Seeing that my natural vacation sanctuary, where I normally go to break from life’s stresses and enjoy time with my family is about to be permanently destroyed, I decided to break with the Idea Management and Lean tone of this blog in order to reflect a little on quality management. For many years, I helped Mercedes-Benz suppliers improve their quality through lean tools, but also through the use of statistics. Even though I was never formally trained as a Six-Sigma ‘grasshopper’ and much less a Sensei, I did use many of the statistical tools found in the Six Sigma toolbox.

The FMEA has always been a key tool in the auto industry to identify areas of product quality risks and thus planning how to mitigate them. Those components that can play a role in a potential catastrophic failure, loss of life or loss of property, get treated with extra care. To generalize, these components are ‘serialized, and data is recorded along the entire manufacturing chain. Every critical process is monitored, and equipment is designed to “inspect” its own quality, and in the case of critical characteristics, it’s designed to check the quality of preceding processes. Redundancy is so built that if one inspection process fails, the next one will catch the defect. These redundant checks are designed in layers and their ultimate goal is to ensure no bad parts exit the manufacturing process.

With that said, to put six sigma quality in perspective, aircraft are a good example of redundant systems at work. Critical systems in aircraft are designed with multiple backup systems. (Keeping math simple, and not using real life numbers) If a hydraulic system has a natural tendency to fail once in 100,000 uses, applying a backup system ensures that in a worst case scenario, a simultaneous failure will only occur once in 100 billion uses.

In general there are two major reasons for quality failures: The first is the failure to identify a potential failure mode and thus not guarding against it and is normally due to lack of historical reference or a lesson learned. The second is by far the worst, and it’s the failure of people to follow established procedures. This is critical because it is not a reflection of the actual workers, but rather a reflection on management.

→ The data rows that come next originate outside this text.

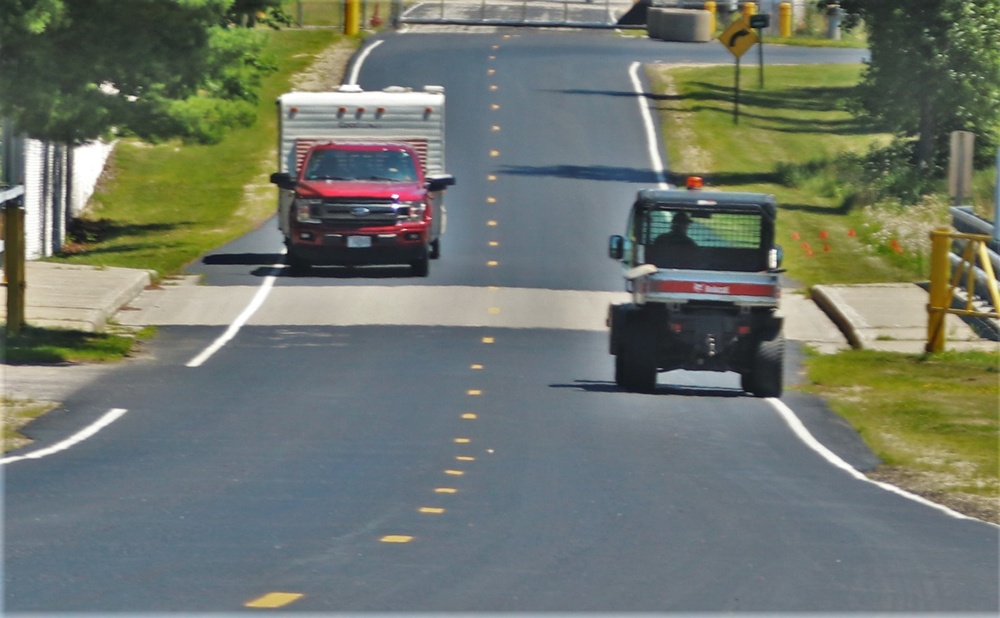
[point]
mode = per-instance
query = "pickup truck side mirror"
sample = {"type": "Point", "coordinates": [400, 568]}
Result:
{"type": "Point", "coordinates": [283, 180]}
{"type": "Point", "coordinates": [774, 257]}
{"type": "Point", "coordinates": [440, 182]}
{"type": "Point", "coordinates": [616, 247]}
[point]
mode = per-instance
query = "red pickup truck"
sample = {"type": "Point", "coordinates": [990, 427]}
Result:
{"type": "Point", "coordinates": [362, 185]}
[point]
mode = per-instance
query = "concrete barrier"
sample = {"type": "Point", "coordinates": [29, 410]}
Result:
{"type": "Point", "coordinates": [684, 25]}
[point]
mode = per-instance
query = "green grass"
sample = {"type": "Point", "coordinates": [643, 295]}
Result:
{"type": "Point", "coordinates": [161, 206]}
{"type": "Point", "coordinates": [786, 142]}
{"type": "Point", "coordinates": [36, 346]}
{"type": "Point", "coordinates": [937, 414]}
{"type": "Point", "coordinates": [932, 419]}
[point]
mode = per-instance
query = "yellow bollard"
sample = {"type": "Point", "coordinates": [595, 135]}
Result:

Bunji Tozawa said “Blame the process and not the person”. What he eludes to is that management is responsible for the processes and thus a failure is essentially their fault.

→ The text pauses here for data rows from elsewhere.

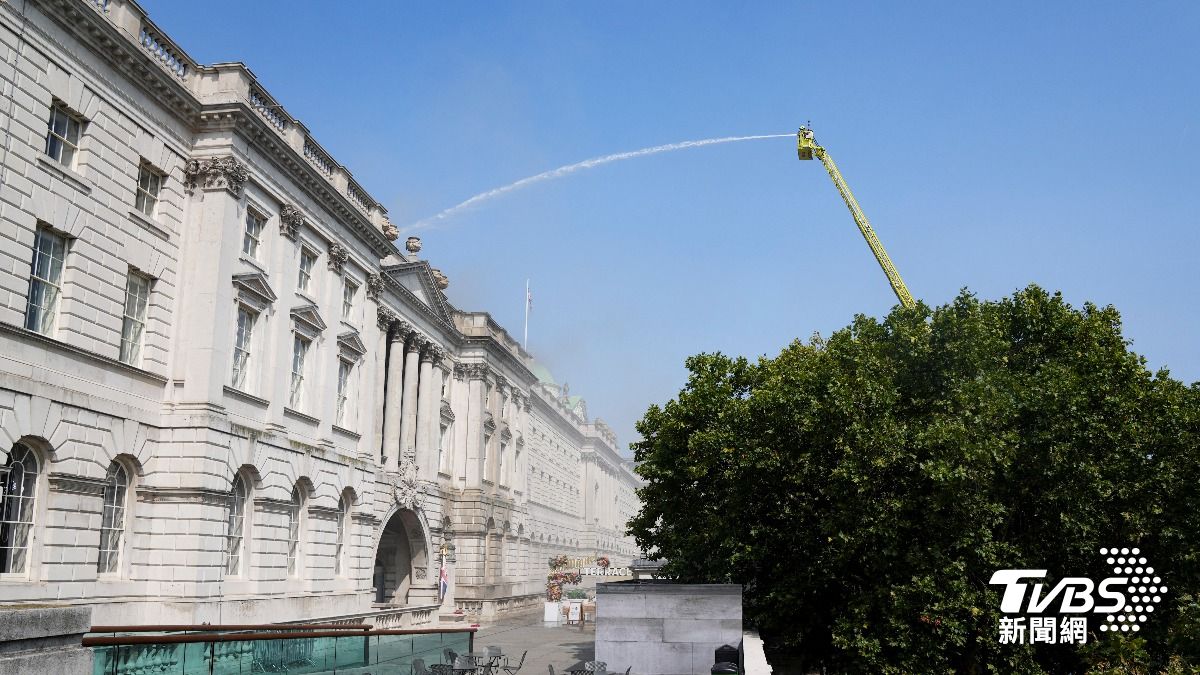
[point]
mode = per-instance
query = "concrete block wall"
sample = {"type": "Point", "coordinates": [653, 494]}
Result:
{"type": "Point", "coordinates": [664, 628]}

Like the auto industry, big oil relies on suppliers, and it’s extremely critical to ensure these suppliers manage and maintain their internal procedures. In the auto industry we don’t only measure and rate suppliers by their ability to supply good parts, but we also audit their adherence to their quality systems and have different means of flagging potential problems before they occur. The proactive approach is taken to ensure that human lives are not lost driving cars.

Having a deep understanding of quality systems, redundancy, and personal ties inside the oil industry, putting my head around the sinking of the BP platform and BPs overall safety and environmental record (Pipeline 2006, Refinery explosion 2005) is almost impossible to think that it all happened because of ‘bad luck’ or failed equipment! This wasn’t a failure as in case one: Not identifying a potential failure mode, but instead a failure to follow procedures and adhering to best practices.

A reason why in general the global oil safety record is good is because of strict processes and procedures (I also wrote about managing safety and how Schlumberger uses idea management systems to manage identified safety risks.) Keep in mind that there are more oil wells in operation than there are aircraft in the air on any given day, and the number of catastrophic incidents pale in comparison to the aeronautical industry. (Here’s an old CNN article showing the worse accidents through 2001)

The bottom line, when the dust clears, a thorough investigation will likely yield a lack of self auditing and supplier auditing practices inside BP, and management’s inability or unwillingness to ensure that the entire corporate culture is driven by adherence to established procedures. A good indicator here will be BP’s response. As they start to blame Transocean (the operator of the rig), “a faulty blow-out” control system, a missed maintenance step, or operator error, what they really will be saying is that management has been incompetent and unable to drive a corporate culture that adheres to strict safety and environmentally relevant procedures.